幸い子どもは病気から回復したが、この出来事は監督に強い衝撃を与えた。「困っているのに、なぜ困っていると言えないのだろう?」と彼は疑問を抱き、それが映画制作の原動力となった。
「日本のシングルペアレントの現状を理解しよう」
監督はひとり親を支援する組織に片っ端から連絡した。しかし、唯一快い返事をしてくれたのが、本作に登場する「一般社団法人ハートフルファミリー」の理事・西田真弓さんだった。監督は、日本にある850もの子ども食堂の半数ほどにもアプローチしたが、映画に協力してくれたのは「世田谷こども食堂・上馬」だけだったという。
今作では、さまざまな理由でシングルマザーとなった女性とともに、外国人男性3人、中国人女性1人、日本人男性1人の研究者が登場し、日本のシングルマザー問題に対する案内役を務める。
この作品を見た筆者が抱いた強烈な違和感は「なぜ日本人女性の研究者がこの役を担っていないのか?」だった。その点を監督に聞くと、こんな答えが返って来た。
「都内の有名大学に在籍する研究者複数に連絡をとったところ、日本人女性の学者の誰もドキュメンタリーに登場することを了承してくれませんでした。その理由は分かりません」
日本では専門の研究者でさえ、女性が声をあげにくい社会ということなのか。
■「日本社会は一億総中流だと思っていた」
監督は20年以上日本に住みながらも、日本が母国オーストラリアより豊かな国であり、全員が中流階級以上の生活を送っていると思い込んでいたという。しかし、シングルマザーや研究者たちへの取材を通じて、現実の厳しさを突きつけられることとなった。

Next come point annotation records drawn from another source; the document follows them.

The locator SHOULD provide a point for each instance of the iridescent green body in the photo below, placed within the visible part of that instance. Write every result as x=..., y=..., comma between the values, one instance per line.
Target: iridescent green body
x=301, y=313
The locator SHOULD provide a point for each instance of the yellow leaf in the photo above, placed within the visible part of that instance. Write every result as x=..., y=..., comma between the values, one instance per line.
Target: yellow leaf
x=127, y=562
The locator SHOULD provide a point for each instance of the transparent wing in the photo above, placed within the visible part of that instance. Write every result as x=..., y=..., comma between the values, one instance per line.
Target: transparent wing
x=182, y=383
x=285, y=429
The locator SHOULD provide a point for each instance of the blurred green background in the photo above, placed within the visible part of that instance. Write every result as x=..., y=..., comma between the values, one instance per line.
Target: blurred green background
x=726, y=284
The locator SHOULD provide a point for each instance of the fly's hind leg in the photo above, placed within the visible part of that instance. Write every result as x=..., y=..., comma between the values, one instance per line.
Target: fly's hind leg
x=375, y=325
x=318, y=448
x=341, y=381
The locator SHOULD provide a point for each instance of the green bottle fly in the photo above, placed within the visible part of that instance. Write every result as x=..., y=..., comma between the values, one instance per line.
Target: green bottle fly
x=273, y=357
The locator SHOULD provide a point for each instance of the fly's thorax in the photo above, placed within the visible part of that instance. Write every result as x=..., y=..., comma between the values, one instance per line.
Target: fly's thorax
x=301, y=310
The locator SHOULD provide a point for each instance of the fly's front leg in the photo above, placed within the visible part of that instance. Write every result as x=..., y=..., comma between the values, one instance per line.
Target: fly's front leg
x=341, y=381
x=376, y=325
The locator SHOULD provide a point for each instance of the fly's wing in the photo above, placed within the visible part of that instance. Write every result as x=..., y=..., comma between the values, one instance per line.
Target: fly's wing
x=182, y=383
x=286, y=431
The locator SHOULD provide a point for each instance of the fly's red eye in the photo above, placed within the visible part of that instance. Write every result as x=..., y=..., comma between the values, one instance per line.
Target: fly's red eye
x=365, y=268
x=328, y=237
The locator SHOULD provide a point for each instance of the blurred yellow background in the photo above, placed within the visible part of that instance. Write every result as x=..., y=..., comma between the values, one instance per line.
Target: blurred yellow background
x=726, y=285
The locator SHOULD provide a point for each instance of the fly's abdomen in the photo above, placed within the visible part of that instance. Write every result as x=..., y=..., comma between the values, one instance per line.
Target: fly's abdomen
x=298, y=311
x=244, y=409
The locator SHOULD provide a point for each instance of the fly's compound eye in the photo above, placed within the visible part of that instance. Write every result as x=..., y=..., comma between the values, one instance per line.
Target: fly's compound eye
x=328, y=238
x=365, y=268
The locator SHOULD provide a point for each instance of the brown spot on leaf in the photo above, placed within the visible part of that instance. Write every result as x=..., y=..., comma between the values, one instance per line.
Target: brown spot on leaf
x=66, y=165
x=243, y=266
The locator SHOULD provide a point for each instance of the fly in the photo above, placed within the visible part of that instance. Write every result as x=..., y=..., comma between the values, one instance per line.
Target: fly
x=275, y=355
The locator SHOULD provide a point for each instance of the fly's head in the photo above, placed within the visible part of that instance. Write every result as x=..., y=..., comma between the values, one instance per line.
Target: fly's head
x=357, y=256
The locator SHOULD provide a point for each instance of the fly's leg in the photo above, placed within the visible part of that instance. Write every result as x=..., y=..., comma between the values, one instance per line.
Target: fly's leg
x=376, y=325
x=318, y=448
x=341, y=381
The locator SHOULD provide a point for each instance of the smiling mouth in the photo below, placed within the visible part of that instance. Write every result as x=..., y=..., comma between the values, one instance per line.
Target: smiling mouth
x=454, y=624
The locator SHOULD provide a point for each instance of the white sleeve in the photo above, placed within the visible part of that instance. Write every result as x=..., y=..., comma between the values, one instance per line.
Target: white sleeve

作品内で、周燕飛(しゅう・えんび)日本女子大学人間社会学部教授がこう分析する。
「ヨーロッパの他の国々と比較すると、日本のシングルマザーの最大の特徴は、フルタイムで働いているにもかかわらず貧困状態にあることです」
日本の専門家であるグレッグ・ストーリー博士も、OECD加盟38カ国の中で日本はひとり親世帯の就業率がもっとも高い国だとこう語る。「ひとり親世帯の85%が就業しているのに、およそ56%が貧困状態にあります」
映画では保育士と介護士のダブル資格をもったシングルマザーが1日中働きづめでも、手取りが20万円にも届かない貧困を浮き彫りにする。実際に、政府の調べによると、シングルマザーの平均年収は236万円とシングルファーザーの半分ほどしかない。こういった事実に衝撃を受けた監督は次のように話す。
「オーストラリアでは子どもの6人にひとりが貧困に陥っていて、それが(ストリートチルドレンのような)分かりやすい形で目に見えます。でも、日本はそうじゃない。私たちの目の前にいる、普通の子どもの7人にひとりが貧困に陥っている。まさに“隠された貧困”です」
この映画を撮るきっかけとなった監督の友人も監督の公的な助けを受けられなかった。なぜ日本のシングルマザーの貧困が隠され、母親が試練を受け続けねばならないのか。この点について、ドキュメンタリーは3つの興味深い考察を紹介する。
■戦後、子どもの責任が妻ひとりだけのものとなった
第一に、戦後のジェンダーロールがもたらす養育費未払いだ。家族人口学を研究する加藤彰彦・明治大学政治経済学部教授は、戦前の日本人はほとんどが農業や商店など自営業を営み、子どもを産むとすぐに妻は働いていたと解説する。子どもは家族やコミュニティによって育てられていた。戦後、朝鮮戦争の特需により日本が経済成長するにつれて、夫は会社で働き妻は子育てをするという家族の形態に変わった。そうして、子どもは妻だけの責任になったと加藤教授は考察する。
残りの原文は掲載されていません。